After my review of the aforementioned records and documents, I have concluded there is a reasonable probability that the care would be a deviation of the standard of care.
On February 14, 2011, plaintiffs filed a motion for reconsideration. The court denied the motion on April 20, 2011. This appeal followed.
Plaintiffs contend that the trial court abused its discretion when it denied their motion for reconsideration after they submitted their expert's report. They argue that the submission of their expert's report substantially complied with N.J.S.A. 2A:53A-27. They also argue that they had insufficient time to obtain the medical records that their expert had to review before he could render an opinion, and that the delay in obtaining the records constituted an extraordinary circumstance justifying a further extension of time in which to file the affidavit.
In light of the record, we conclude that plaintiffs' arguments are without sufficient merit to warrant discussion in a written opinion. R. 2:11-3(e)(1)(E). We add only the following.
Our scope of review of a trial court's denial of a motion for reconsideration is governed by an abuse of discretion standard. Davis v.
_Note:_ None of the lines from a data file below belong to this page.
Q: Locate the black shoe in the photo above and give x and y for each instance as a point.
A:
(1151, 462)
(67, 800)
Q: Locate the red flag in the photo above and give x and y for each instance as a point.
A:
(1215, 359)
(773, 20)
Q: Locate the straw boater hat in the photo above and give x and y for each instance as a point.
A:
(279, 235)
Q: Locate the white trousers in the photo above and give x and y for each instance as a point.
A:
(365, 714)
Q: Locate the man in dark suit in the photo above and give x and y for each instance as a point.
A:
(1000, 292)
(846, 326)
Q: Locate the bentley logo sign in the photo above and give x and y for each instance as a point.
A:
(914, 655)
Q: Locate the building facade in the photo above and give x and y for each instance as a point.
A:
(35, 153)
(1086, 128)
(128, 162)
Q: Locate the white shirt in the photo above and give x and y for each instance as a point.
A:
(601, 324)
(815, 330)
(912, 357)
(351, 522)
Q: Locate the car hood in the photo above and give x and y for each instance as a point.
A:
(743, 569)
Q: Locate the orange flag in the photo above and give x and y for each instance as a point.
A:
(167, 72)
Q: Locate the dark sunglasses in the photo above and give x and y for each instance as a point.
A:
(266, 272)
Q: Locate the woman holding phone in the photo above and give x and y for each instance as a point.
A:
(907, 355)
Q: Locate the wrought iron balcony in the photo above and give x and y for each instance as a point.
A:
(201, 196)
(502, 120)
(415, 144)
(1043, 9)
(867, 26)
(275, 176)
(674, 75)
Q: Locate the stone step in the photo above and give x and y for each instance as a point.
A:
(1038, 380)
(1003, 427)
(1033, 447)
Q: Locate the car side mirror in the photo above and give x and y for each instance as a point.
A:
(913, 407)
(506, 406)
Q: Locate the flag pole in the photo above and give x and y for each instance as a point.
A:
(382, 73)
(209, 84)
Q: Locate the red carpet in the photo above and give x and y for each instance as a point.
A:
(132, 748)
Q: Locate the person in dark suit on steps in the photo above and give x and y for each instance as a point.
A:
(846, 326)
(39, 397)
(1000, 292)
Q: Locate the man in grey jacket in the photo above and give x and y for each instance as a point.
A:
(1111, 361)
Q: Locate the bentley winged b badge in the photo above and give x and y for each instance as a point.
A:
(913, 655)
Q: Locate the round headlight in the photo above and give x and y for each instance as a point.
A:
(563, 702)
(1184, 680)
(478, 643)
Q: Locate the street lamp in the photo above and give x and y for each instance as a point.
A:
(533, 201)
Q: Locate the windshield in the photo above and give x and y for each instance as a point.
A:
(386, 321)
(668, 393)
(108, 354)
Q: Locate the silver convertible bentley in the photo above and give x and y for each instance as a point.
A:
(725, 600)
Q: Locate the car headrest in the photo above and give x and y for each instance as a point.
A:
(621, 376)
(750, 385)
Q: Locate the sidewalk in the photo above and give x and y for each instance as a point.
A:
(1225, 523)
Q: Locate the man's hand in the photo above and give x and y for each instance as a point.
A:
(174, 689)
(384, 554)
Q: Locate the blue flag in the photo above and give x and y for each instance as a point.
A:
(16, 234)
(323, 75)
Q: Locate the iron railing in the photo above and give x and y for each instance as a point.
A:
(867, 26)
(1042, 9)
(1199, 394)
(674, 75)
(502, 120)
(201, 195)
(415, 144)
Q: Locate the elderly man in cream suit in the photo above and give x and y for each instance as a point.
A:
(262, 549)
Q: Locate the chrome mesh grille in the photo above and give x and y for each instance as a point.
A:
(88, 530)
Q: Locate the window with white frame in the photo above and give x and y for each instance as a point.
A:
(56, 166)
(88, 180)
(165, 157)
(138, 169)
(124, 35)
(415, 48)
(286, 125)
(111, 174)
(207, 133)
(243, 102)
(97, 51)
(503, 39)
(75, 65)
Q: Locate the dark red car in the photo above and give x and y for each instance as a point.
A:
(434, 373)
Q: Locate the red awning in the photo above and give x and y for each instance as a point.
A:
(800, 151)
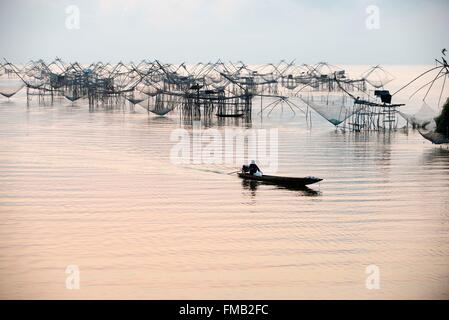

Devereux Found., 414 N.J. Super. 1, 17 (App. Div. 2010) (citing Marinelli v. Mitts & Merrill, 303 N.J. Super. 61, 77 (App. Div. 1997)), certif. granted, 205 N.J. 78 (2011).
The Affidavit of Merit Statute, N.J.S.A. 2A:53A-26 to -29 (the Statute), requires that a plaintiff alleging malpractice against a licensed professional file within sixty days following the filing of an answer "an affidavit of an appropriate licensed person that there exists a reasonable probability that the care, skill or knowledge exercised" by a defendant "fell outside acceptable professional" standards. N.J.S.A. 2A:53A-27. The court may grant one extension, not exceeding sixty days, based upon good cause. Ibid. A plaintiff's failure to provide an affidavit "shall be deemed a failure to state a cause of action." N.J.S.A. 2A:53A-29. The Statute applies to medical malpractice actions filed against physicians or hospitals. See N.J.S.A. 2A:53A-26(f) and (j).
The Supreme Court has recognized two equitable remedies --substantial compliance and extraordinary circumstances -- that protect a plaintiff against dismissal of a malpractice complaint for failure to timely file an affidavit of merit. Paragon Contractors, Inc. v. Peachtree Condo. Ass'n, 202 N.J. 415, 422-23 (2010). The trial court rejected the application of both remedies in this case. In doing so, the trial court did not abuse its discretion.
Plaintiffs did not substantially comply with N.J.S.A. 2A:53A-27. They made no effort to file an affidavit within 120 days of defendant filing its answer, failed to attend Ferreira conferences, and belatedly filed an expert's report that is not an affidavit as required by the Statute. Nor have plaintiffs demonstrated extraordinary circumstances based on their inability to timely obtain medical records.
If plaintiffs were unable to timely obtain medical records, they should have resorted to the remedy provided by the Statute. Specifically, N.J.S.A. 2A:53A-28 provides that an affidavit shall not be required if the plaintiff provides a sworn statement that: (1) the defendant has failed to provide medical records having a substantial bearing on preparation of the affidavit; (2) the plaintiff has made a written request for the records accompanied, if necessary, by an appropriate authorization, by certified mail or personal service; and (3) forty-five days have elapsed since defendant received the request. Having failed to seek the relief afforded under N.J.S.A. 2A:53A-28, plaintiffs have not established extraordinary circumstances based on their inability to timely obtain medical records.